Rendu multithreadé ? Mais ça fait plusieurs années que nous sommes équipés de CPU multicores et les développeurs ont fini par s’adapter : multithreader leurs moteurs donc n’a rien de nouveau avec Direct3D 11, allez vous me dire. Pourtant cela vous surprendra peut être mais les moteurs actuels n’utilisent toujours qu’un seul thread pour effectuer le rendu.
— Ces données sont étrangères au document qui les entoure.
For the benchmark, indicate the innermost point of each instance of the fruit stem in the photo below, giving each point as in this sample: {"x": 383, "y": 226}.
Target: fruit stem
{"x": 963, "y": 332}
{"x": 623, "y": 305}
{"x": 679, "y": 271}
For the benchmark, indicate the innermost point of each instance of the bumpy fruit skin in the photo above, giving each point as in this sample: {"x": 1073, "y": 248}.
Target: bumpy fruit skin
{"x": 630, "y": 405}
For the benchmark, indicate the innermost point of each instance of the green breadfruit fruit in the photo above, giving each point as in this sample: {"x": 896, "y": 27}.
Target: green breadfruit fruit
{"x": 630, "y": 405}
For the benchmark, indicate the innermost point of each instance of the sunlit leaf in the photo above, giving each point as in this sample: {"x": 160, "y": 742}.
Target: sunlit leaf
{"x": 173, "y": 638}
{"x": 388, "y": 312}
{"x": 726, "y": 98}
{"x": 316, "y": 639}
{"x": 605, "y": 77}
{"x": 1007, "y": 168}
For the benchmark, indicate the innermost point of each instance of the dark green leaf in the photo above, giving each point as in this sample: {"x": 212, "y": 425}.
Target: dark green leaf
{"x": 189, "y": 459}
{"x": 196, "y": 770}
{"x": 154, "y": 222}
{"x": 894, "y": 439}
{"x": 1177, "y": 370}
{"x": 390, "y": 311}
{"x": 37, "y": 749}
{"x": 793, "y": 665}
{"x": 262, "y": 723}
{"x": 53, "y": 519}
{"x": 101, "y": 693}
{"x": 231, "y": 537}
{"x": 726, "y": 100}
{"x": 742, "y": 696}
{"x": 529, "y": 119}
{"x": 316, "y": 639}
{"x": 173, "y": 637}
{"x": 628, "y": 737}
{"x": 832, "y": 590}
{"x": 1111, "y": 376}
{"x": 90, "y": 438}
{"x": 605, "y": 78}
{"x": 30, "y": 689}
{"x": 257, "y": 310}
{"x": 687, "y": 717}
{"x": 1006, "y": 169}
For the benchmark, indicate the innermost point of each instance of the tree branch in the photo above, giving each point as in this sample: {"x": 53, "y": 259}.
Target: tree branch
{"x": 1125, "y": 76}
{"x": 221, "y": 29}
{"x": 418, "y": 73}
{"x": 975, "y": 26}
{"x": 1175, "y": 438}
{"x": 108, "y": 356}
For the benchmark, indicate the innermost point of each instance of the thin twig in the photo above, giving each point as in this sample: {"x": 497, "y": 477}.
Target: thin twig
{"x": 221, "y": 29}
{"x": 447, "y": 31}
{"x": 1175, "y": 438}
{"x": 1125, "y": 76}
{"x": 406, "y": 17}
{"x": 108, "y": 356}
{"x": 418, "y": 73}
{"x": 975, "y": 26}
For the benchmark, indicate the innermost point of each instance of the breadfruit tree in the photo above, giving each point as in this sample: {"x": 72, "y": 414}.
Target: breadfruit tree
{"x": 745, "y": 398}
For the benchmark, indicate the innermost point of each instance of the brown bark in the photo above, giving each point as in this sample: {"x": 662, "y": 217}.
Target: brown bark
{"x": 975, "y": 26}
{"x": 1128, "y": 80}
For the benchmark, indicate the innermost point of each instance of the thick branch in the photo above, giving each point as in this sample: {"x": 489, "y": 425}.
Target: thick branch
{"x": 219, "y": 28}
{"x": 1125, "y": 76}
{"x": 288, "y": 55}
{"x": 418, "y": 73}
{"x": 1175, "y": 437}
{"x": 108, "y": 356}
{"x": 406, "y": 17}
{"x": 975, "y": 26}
Les autres threads sont dédiés au son, à la décompression des ressources, à la physique etc… Mais le rendu est pourtant un gros consommateur de temps CPU donc pourquoi ne pas le threader lui aussi ? Il y a plusieurs raisons, certaines liés à la façon dont les GPU fonctionnent, d’autres à l’API 3D. Microsoft s’est donc attaché à résoudre ces dernières et à tenter de contourner les premières.
Tout d’abord threader le rendu semble séduisant au premier abord mais quand on y regarde de plus près on se rend compte qu’il n’y a qu’un seul GPU (et même lorsqu’il y en a plusieurs tout le principe du SLI ou du Crossfire est de donner l’illusion qu’il n’y a qu’un GPU virtuel) et par conséquent un seul buffer de commandes. Qui dit ressource unique partagée par plusieurs threads dit donc mutex afin d’empêcher plusieurs threads d’écrire des commandes simultanément, se marchant sur les pieds ! Tous les bénéfices d’utiliser plusieurs threads sont donc annulés par cette section critique qui serialise tout le code. Aucune API ne peut résoudre ce problème inhérent à la façon dont communiquent le CPU et le GPU, mais Microsoft a proposé une API pour essayer de le contourner. Direct3D 11 introduit ainsi des buffers de commandes annexes qui peuvent être sauvegardés pour être utilisés ensuite.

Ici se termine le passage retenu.